As explained in the analysis above, to prevent member exposure when their Merkle tree is almost empty, we use a double-split strategy. The last tree will only be full when it reaches a double guarantee limit, and then split into 2 full guarantee trees. The right tree after the splitting will be attached on the right to an empty Merkle tree, thus becoming the new double size Merkle tree in the forest.

Membership Proof

    function contains(
        uint256 groupId,
        uint256 identity,
        uint256[] calldata proofSiblings,
        uint8[] calldata proofPathIndices)

The membership proof interface is exactly the same as Semaphore's, but with smaller Merkle proofs and faster prover time.

    function verifyProof(
        uint groupId,
        uint[] calldata treeIds,
        uint[8] calldata proof
    )

Leave Group (optional)

    function remove(
        uint256 groupId,
        uint256 identity,
        uint256[] calldata proofSiblings,
        uint8[] calldata proofPathIndices)

Leave Group is exactly the same as Semaphore's.

Group Guarantee Change

Elastic Group

    function enlargeGroup(uint groupId, uint size)
    function downsizeGroup(uint groupId, uint size)

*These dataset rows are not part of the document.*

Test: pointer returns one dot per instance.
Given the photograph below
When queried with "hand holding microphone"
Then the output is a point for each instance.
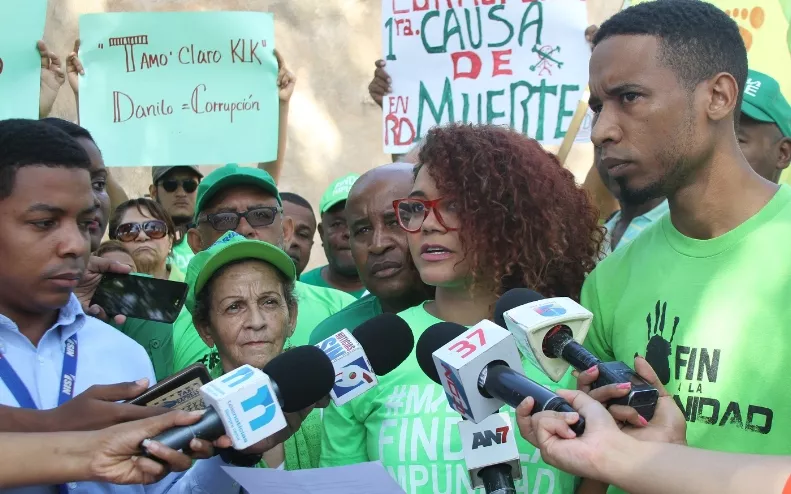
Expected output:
(550, 333)
(374, 348)
(481, 370)
(248, 405)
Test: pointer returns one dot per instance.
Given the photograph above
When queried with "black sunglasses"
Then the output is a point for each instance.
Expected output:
(154, 229)
(223, 222)
(189, 185)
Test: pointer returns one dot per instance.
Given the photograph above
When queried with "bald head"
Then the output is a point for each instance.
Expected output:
(397, 175)
(378, 244)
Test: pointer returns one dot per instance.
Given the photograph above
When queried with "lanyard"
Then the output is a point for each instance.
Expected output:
(67, 378)
(21, 394)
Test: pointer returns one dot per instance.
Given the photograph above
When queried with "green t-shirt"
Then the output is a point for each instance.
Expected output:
(315, 304)
(156, 338)
(407, 424)
(713, 319)
(349, 318)
(313, 277)
(180, 256)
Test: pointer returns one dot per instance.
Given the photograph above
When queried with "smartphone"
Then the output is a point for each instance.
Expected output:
(141, 297)
(180, 391)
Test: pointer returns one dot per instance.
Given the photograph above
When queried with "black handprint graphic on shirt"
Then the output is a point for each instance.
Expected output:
(658, 350)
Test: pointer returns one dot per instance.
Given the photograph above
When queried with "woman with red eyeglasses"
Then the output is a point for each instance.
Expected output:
(490, 210)
(147, 232)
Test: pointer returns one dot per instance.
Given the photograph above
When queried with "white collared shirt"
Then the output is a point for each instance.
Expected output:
(104, 356)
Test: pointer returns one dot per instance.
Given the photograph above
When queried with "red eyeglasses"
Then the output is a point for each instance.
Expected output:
(412, 212)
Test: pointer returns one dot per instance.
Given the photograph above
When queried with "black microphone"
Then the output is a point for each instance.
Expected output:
(558, 343)
(387, 341)
(496, 380)
(375, 348)
(299, 378)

Increase/decrease group guarantee, group admin operation. Decrease only succeeds if the group's member number does not exceed the new max size.

Migrate existing group

Existing semaphore group can be migrated to EAG easily as the first shard. (more details later)

Profile

benchmark for different depth semaphore group with macbook pro(intel) 2019 show that, circuit constraints growth linearly, so as to pk size and prove time. while trust setup time/ptau size growth Exponentially, which will benefit more from elastic group design.

Merkle Tree Depth	trust setup time	ptau size	constraints	pk size	prove time
10	2.5 min	18M(ptau.14)	6.6K	2.8M	5.5s
16	10 min	72M	9K	2.8M	5.5s
20	160 min	1.1G	12K	3.3M	6.5s
32	unfinished		18K	5.2M

Reference Implementation

Fully compatible with Semaphore Interface, minor changes for implement eas.